Further, the more extensive the calcium in the blood vessel wall, “the greater the risk of future cardiovascular events”.

People with AAC and chronic kidney disease were at even greater risk.

How is the damage done? Calcium deposits harden the arteries, block blood supply or can cause plaque rupture. This is a leading cause of heart attacks and strokes.

The factors contributing to artery calcification include poor diet, a sedentary lifestyle, smoking and genetics.

Associate Professor Lewis said at the time: “The abdominal aorta is one of the first sites where the build-up of calcium in the arteries can occur – even before the heart. If we pick this up early, we can intervene and implement lifestyle and medication changes to help stop the condition progressing.”

Late-life dementia

Abdominal aorta calcification doesn’t just damage the heart, it hurts the brain – and not just via strokes.

Associate Professor Josh Lewis. Photo: ECU

When ECU researchers examined 968 women from the late 1990s – and then followed their health status for more than 15 years – they found a link between AAC and late-life dementia.

The abdominal aorta doesn’t carry blood directly to the brain, but has a major role in regulating central blood pressure.

Aortic stiffness (including calcification) affects central blood pressure  “which leads to damage to low-resistance organs, such as the kidneys and brain”.

The study, published last year, found that “one in two older women had medium to high levels of AAC, and these women were twice as likely to be hospitalised or die from a late-life dementia”.

This was independent of other cardiovascular factors or genetic factors.

Read more about that here.

New AI software for identifying AAC

AAC can be detected easily using lateral spine scans from bone density machines – routinely used to screen for osteoporosis. But finding AAC in these scans can require specialist readers and equipment.

As Associate Professor Lewis told TND: “Very extensive AAC is generally quite quick and easy to identify,” he said.

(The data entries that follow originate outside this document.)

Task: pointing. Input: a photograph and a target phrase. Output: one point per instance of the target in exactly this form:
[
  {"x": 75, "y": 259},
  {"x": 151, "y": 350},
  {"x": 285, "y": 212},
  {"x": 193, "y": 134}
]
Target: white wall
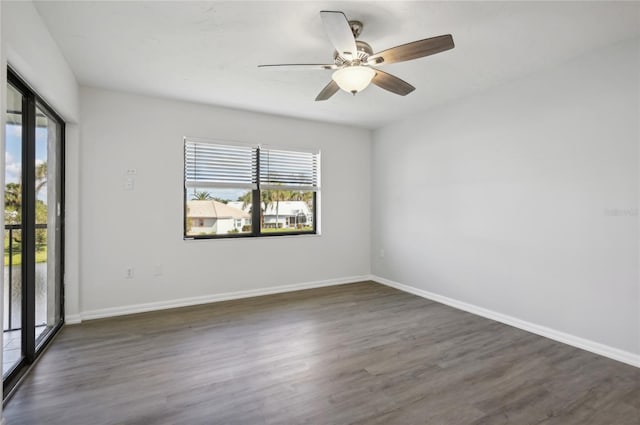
[
  {"x": 34, "y": 55},
  {"x": 32, "y": 52},
  {"x": 522, "y": 200},
  {"x": 122, "y": 131}
]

“However smaller areas of AAC can be challenging to identify and differentiate from imaging artefacts, such as overlying structures and bowel gas. You also need to assess these on specialised monitors in dark rooms.”

This can take between five and 15 minutes for each image.

To solve this issue, Dr Lewis and company turned to AI machine learning. More than 5000 images were used to train and test what’s known as a convolutional neural network algorithm.

This technology was first made famous in 2017. Thousands of images, taken from the internet, were used to train AI software to diagnose skin cancer. The algorithm reportedly did a better job than dermatologists.

A new ECU study developed software that is able to analyse about 60,000 images in a single day. The misdiagnosis rate was a mere 3 per cent – and the algorithms are a work in progress.

Associate Professor Lewis said: “Since these images and automated scores can be rapidly and easily acquired at the time of bone density testing, this may lead to new approaches in the future for early cardiovascular disease detection and disease monitoring during routine clinical practice.”